The Port of Tanjung Api-Api is a seaport in Banyuasin Regency, South Sumatra, Indonesia. Completed in 2007, it began passenger ferry operations to Muntok in 2013, and cargo operations in 2019.

==History==
Historically, the city of Palembang served as the primary seaport for southern Sumatra, the Musi River being wide enough to accommodate oceangoing vessels. However, due to limited ship weights caused by sandbanks in the river, plans had been made to develop a replacement port at Tanjung Api-Api since the 1930s during the Dutch East Indies era. After the provincial government of South Sumatra also proposed the development of a port at Tanjung Api-Api in 2002, construction began in 2004 and was completed in 2007. In 2009 Syahrial Oesman, the governor during the construction period, was convicted of bribery related to the port's construction. He was found to have bribed several national legislators to ease the land acquisition process for the port.

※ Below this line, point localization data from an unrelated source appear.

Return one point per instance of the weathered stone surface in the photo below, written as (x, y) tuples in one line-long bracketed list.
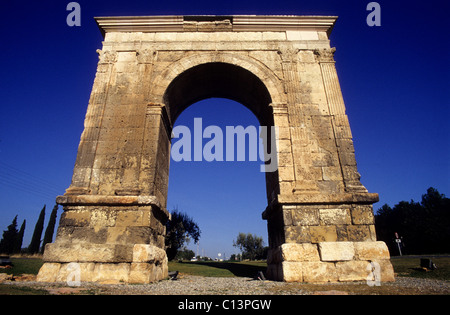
[(87, 252), (326, 233), (336, 251), (352, 270), (48, 272), (299, 252), (319, 272), (371, 250), (334, 216), (144, 253), (292, 271), (150, 70)]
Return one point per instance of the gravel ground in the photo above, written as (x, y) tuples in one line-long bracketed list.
[(196, 285)]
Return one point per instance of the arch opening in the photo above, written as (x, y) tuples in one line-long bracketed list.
[(229, 81), (215, 193), (222, 80)]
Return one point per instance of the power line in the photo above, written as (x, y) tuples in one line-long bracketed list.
[(17, 179)]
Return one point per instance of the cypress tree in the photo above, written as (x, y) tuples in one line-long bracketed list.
[(20, 237), (48, 236), (8, 242), (36, 239)]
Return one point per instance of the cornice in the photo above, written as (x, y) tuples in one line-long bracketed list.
[(239, 23)]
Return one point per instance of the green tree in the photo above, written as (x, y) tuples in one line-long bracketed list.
[(251, 246), (424, 227), (48, 235), (20, 237), (9, 239), (179, 231), (36, 239)]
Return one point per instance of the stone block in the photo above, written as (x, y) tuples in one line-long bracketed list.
[(87, 252), (145, 253), (325, 233), (318, 272), (336, 251), (109, 273), (352, 270), (371, 250), (305, 217), (386, 269), (334, 216), (299, 252), (359, 233), (141, 273), (362, 215), (48, 272), (297, 234), (292, 271)]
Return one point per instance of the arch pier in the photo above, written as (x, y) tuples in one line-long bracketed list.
[(319, 216)]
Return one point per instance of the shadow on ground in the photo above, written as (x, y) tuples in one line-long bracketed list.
[(237, 269)]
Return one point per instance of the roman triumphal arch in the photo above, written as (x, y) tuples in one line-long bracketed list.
[(319, 216)]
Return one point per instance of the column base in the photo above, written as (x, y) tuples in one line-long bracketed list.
[(330, 262), (148, 264)]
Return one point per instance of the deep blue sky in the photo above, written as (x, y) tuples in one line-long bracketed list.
[(394, 78)]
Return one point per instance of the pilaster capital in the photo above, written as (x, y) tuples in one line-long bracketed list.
[(107, 56), (324, 55)]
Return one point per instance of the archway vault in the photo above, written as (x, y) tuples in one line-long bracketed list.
[(319, 215)]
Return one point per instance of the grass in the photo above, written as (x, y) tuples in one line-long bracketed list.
[(410, 267), (403, 266), (219, 269), (24, 266)]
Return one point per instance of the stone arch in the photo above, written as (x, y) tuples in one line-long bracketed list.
[(319, 216), (254, 67)]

It was designed primarily as a passenger port to Bangka Island to replace the existing ferry services in Palembang, with further plans to develop an industrial estate with railway connections. The port began passenger operations in late 2013. The port and 2,000 hectares of surrounding land was designated as a special economic zone in 2014. However, due to difficulties in land acquisition, the special status was revoked in 2022. It began cargo operations in 2019.

==Services==
Tanjung Api-Api is primarily served by roll-on/roll-off ferries to the Port of Tanjung Kalian in Muntok, Bangka Belitung Islands. Ferry services utilize a single pier, although a second pier is expected to become operational in late 2022. In the sixteen day period around the Eid al-Fitr of 2022 alone, over 60,000 passengers crossed to Tanjung Api-Api from Muntok.